Aber ich stelle fest, auch heute wird ein Gesetzentwurf einer Oppositionsfraktion mit einstimmiger Mehrheit im Landtag beschlossen. Deswegen ist es auch nichts Ungehöriges, wenn wir einem FDPGesetzentwurf oder einem Linken-Gesetzentwurf zustimmen. Insofern bitte ich um Zustimmung des Parlaments.

(Beifall von den GRÜNEN und von der SPD)

Danke, Herr Mostofizadeh. – Für die Fraktion der FDP spricht jetzt Herr Engel.

Frau Präsidentin! Meine sehr verehrten Damen und Herren! Keine Sorge, ich werde die Debatte jetzt nicht ausdehnen.

(Beifall von der LINKEN)

Guter Ansatz von der Union, gutes Gesetz. Ich denke, einige stehen schon in den Startlöchern, mit Sicherheit auch Hagen, wie schon gesagt. Die hatten

ja bereits versucht, den Zusatz „Die Stadt der Fernuniversität“ auf ihre Ortstafel zu kleben. Ich erinnere daran: Herr Diegel, der alte RP, aber auch der neue, Herr Bollermann, haben es nicht durchhalten können, weil die gesetzliche Regelung fehlt.
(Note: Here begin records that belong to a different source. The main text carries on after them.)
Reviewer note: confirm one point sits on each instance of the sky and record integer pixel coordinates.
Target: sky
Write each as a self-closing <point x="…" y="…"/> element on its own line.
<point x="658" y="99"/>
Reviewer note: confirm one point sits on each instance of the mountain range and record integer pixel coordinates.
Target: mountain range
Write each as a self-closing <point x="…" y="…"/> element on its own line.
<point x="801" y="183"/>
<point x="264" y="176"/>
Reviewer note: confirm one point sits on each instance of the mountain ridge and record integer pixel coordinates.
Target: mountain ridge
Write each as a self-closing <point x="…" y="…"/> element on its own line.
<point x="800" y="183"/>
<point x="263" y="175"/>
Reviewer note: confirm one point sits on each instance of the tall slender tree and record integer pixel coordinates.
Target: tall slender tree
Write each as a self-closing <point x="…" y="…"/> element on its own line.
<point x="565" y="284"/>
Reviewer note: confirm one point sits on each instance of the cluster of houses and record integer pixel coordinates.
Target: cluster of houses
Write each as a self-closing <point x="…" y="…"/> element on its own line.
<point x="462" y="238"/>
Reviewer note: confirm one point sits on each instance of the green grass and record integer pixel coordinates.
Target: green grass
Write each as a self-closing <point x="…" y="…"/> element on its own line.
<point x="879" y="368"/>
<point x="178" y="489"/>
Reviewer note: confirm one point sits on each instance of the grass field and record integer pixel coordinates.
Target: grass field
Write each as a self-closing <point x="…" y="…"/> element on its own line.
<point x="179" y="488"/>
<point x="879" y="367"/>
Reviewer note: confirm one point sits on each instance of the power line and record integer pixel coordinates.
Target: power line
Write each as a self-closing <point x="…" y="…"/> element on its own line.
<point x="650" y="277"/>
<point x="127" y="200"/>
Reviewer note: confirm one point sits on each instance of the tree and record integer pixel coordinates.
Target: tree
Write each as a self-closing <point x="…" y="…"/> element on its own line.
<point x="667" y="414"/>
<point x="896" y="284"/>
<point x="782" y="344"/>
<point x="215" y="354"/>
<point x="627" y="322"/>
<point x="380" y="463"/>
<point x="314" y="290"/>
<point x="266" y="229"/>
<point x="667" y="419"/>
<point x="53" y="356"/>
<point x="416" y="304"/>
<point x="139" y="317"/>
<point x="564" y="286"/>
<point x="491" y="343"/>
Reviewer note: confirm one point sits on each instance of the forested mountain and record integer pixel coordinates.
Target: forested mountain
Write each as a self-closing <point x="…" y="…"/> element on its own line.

Ich denke, man wird verantwortungsvoll damit umgehen.

Ich bin Pulheimer Bürger. Ich bin gespannt, welche Idee die Pulheimer Bürger haben, was auf unsere Ortstafel kommt. Ich glaube nicht: „die Stadt am Kölner Randkanal“. Irgendetwas wird uns aber einfallen, was zur Identitätsstiftung beiträgt, was vielleicht auch marketingmäßig interessant ist. Da fallen mir natürlich die Kölner ein. Ist Herr Börschel noch im Saal? – Ich vermute nicht, dass sie „Domstadt“ draufschreiben werden. Das hieße, Eulen nach Athen zu tragen. Aber auch die rote Pappnase als Hinweis auf den Kölner Karneval wird vermutlich nicht klappen. Da guckt der Innenminister schon ziemlich scharf. An letzter Stelle hat er ja das Sagen, damit Auswüchse, auch wenn sie mit Dreiviertelmehrheit beschlossen werden, nicht stattfinden. In diesem Sinne stimmen wir diesem Gesetzentwurf zu. – Herzlichen Dank.

(Beifall von der FDP)

Danke, Herr Engel. – Für die Fraktion Die Linke spricht jetzt Frau Demirel.
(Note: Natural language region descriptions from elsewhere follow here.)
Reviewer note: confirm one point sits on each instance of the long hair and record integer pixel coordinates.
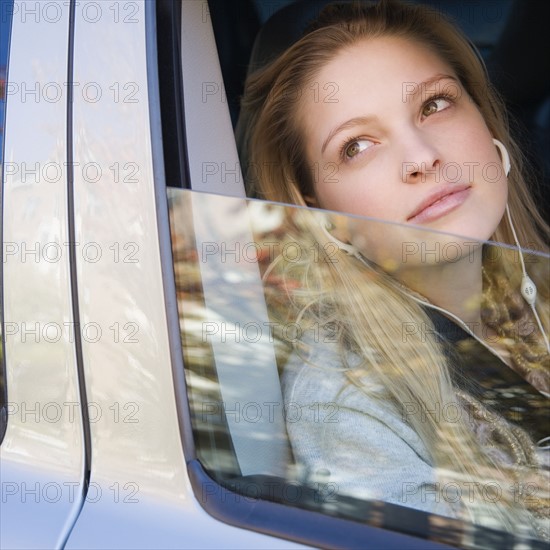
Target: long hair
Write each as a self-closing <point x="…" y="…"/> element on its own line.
<point x="369" y="306"/>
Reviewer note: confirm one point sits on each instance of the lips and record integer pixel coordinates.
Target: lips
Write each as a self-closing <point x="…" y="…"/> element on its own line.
<point x="439" y="203"/>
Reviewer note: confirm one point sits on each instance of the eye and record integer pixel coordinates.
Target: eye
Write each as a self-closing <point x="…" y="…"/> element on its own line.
<point x="435" y="105"/>
<point x="355" y="146"/>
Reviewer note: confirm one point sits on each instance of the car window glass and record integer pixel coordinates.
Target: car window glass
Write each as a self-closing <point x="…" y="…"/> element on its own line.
<point x="6" y="10"/>
<point x="287" y="404"/>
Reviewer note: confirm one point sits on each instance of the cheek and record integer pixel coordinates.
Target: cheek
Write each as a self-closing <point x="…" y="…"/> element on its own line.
<point x="348" y="193"/>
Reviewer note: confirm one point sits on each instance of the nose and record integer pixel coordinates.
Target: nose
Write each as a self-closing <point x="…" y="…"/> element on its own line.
<point x="420" y="158"/>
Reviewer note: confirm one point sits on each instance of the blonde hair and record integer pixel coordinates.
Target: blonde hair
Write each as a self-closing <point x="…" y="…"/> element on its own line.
<point x="368" y="306"/>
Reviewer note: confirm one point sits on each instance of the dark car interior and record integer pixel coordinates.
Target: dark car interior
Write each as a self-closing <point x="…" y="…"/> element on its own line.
<point x="510" y="35"/>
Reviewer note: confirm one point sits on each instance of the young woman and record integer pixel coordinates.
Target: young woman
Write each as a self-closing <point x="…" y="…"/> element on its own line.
<point x="410" y="133"/>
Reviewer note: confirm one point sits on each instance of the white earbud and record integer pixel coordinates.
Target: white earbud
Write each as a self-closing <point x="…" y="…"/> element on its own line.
<point x="503" y="155"/>
<point x="528" y="289"/>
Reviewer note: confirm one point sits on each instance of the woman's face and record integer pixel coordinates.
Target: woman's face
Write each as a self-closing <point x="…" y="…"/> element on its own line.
<point x="399" y="139"/>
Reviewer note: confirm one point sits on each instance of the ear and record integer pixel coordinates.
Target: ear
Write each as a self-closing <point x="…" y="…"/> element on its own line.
<point x="311" y="201"/>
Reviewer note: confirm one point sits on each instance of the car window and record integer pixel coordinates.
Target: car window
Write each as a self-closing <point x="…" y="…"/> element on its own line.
<point x="6" y="10"/>
<point x="286" y="408"/>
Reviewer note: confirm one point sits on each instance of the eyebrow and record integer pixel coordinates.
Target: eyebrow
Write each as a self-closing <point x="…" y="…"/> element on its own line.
<point x="363" y="120"/>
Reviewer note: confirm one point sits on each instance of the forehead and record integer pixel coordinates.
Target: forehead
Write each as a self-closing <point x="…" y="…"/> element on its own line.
<point x="385" y="66"/>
Frau Vorsitzende! Meine Damen und Herren! Ich werde mich meinen Vorrednern anpassen und nur kurz reden.

Meine Damen und Herren, es gibt dringende Probleme wie die Zukunft der WestLB oder die dramatische Haushaltssituation in vielen Kommunen, und es gibt kleinere Probleme. Bei dem vorliegenden Antrag der CDU handelt es sich um letzteres. – Das waren die Worte, die ich vor knapp drei Monaten in meiner Rede zur ersten Lesung gewählt hatte.

Daran hat sich auch nichts geändert, mit einer Ausnahme: Der Gesetzentwurf ist nicht mehr nur von der CDU, sondern er ist von CDU, SPD, Grünen und FDP gemeinsam eingebracht worden. Die Linke wurde in diesem Prozess nicht gefragt. Herr Hübner hat es bereits angesprochen. Das ist Ihr gutes Recht, meine Herren von der CDU.
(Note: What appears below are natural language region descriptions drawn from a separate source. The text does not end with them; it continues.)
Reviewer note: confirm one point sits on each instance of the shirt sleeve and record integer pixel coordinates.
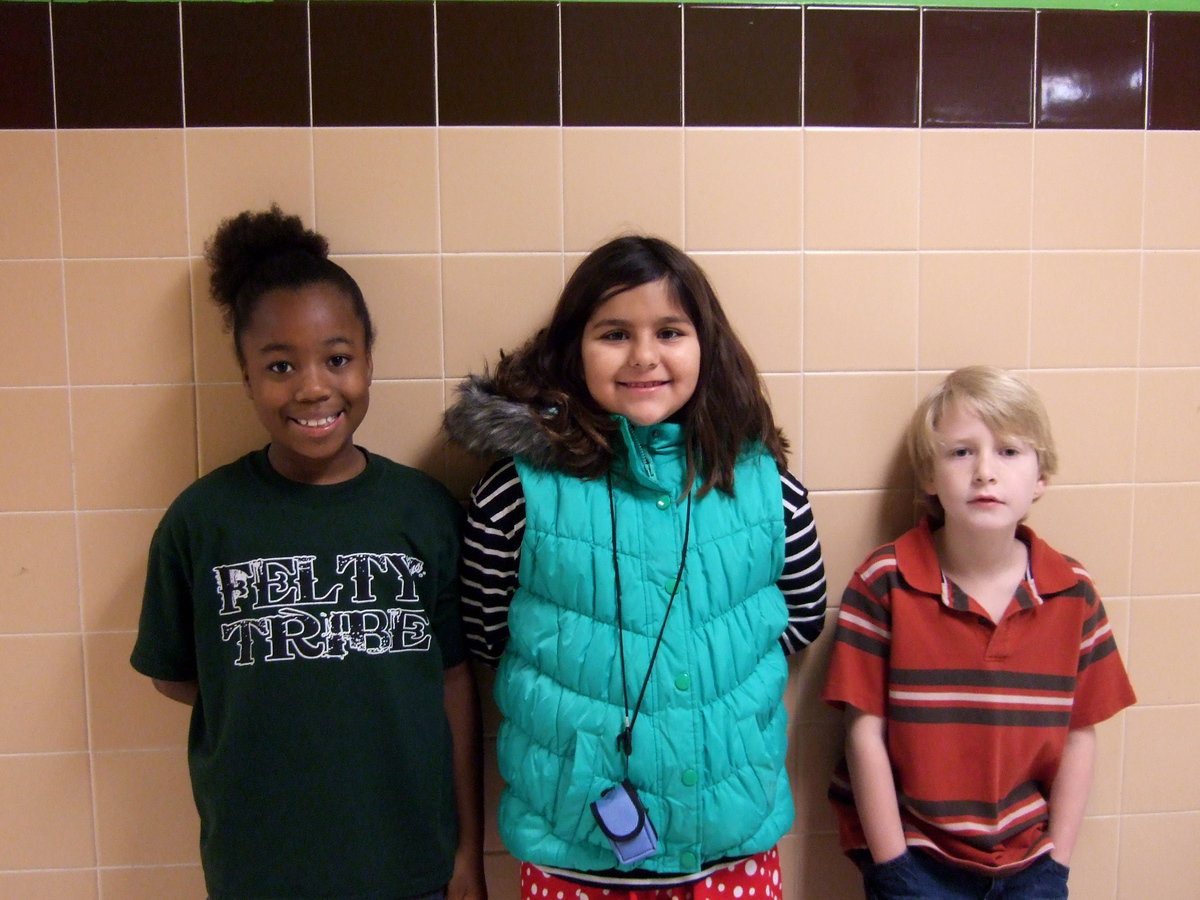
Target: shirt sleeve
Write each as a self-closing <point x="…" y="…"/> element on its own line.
<point x="1102" y="688"/>
<point x="803" y="581"/>
<point x="166" y="645"/>
<point x="491" y="553"/>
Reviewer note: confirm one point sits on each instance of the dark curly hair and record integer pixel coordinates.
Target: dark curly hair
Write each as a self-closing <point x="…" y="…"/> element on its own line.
<point x="727" y="411"/>
<point x="256" y="252"/>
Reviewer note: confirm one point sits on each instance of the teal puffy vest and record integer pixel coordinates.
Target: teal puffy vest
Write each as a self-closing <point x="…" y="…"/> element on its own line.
<point x="711" y="739"/>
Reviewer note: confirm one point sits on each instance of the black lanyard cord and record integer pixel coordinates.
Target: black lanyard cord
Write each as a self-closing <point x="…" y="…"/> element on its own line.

Dennoch muss ich für meine Fraktion feststellen, dass wir dieses alberne Gehampel der CDU „bloß nicht mit den Linken unter einem gemeinsamen Antrag stehen“ nicht mehr nachvollziehen können. Wenn Sie meinen, dass die Bevölkerung in NRW mit solchen albernen Spielchen zu beeindrucken ist, dann weiter so, meine Herren! Die Linke spielt dieses Spielchen aber nicht mit. Wir beurteilen Anträge und Gesetzentwürfe nach ihrem Inhalt und nicht nach ihren Verfassern.

Insofern werden wir dem Gesetzentwurf zustimmen. Er ist solide gemacht. Durch einige Änderungsanträge wurde er im Beratungsverfahren sogar noch verbessert. Danke an Herrn Minister in diesem Fall!

Meine Damen und Herren, zuletzt noch eine kleine kritische Anmerkung in dieser harmonischen Debatte: Wenn es tatsächlich darum geht, die Identifikation der Bevölkerung mit der Gemeinde zu erhöhen, dann muss ich Ihnen auch sagen, dass wir glauben, dass dieser Entwurf dafür nicht ausreichen wird. Wer tatsächlich die Identifikation der Bevölkerung mit den Gemeinden stärken möchte, der sollte die Lebensbedingungen der Menschen vor Ort verbessern und vor allen Dingen die Kommunalfinanzen in Ordnung bringen. – Danke schön.

(Beifall von der LINKEN)

Danke, Frau Demirel. – Für die Landesregierung spricht jetzt Herr Minister Jäger.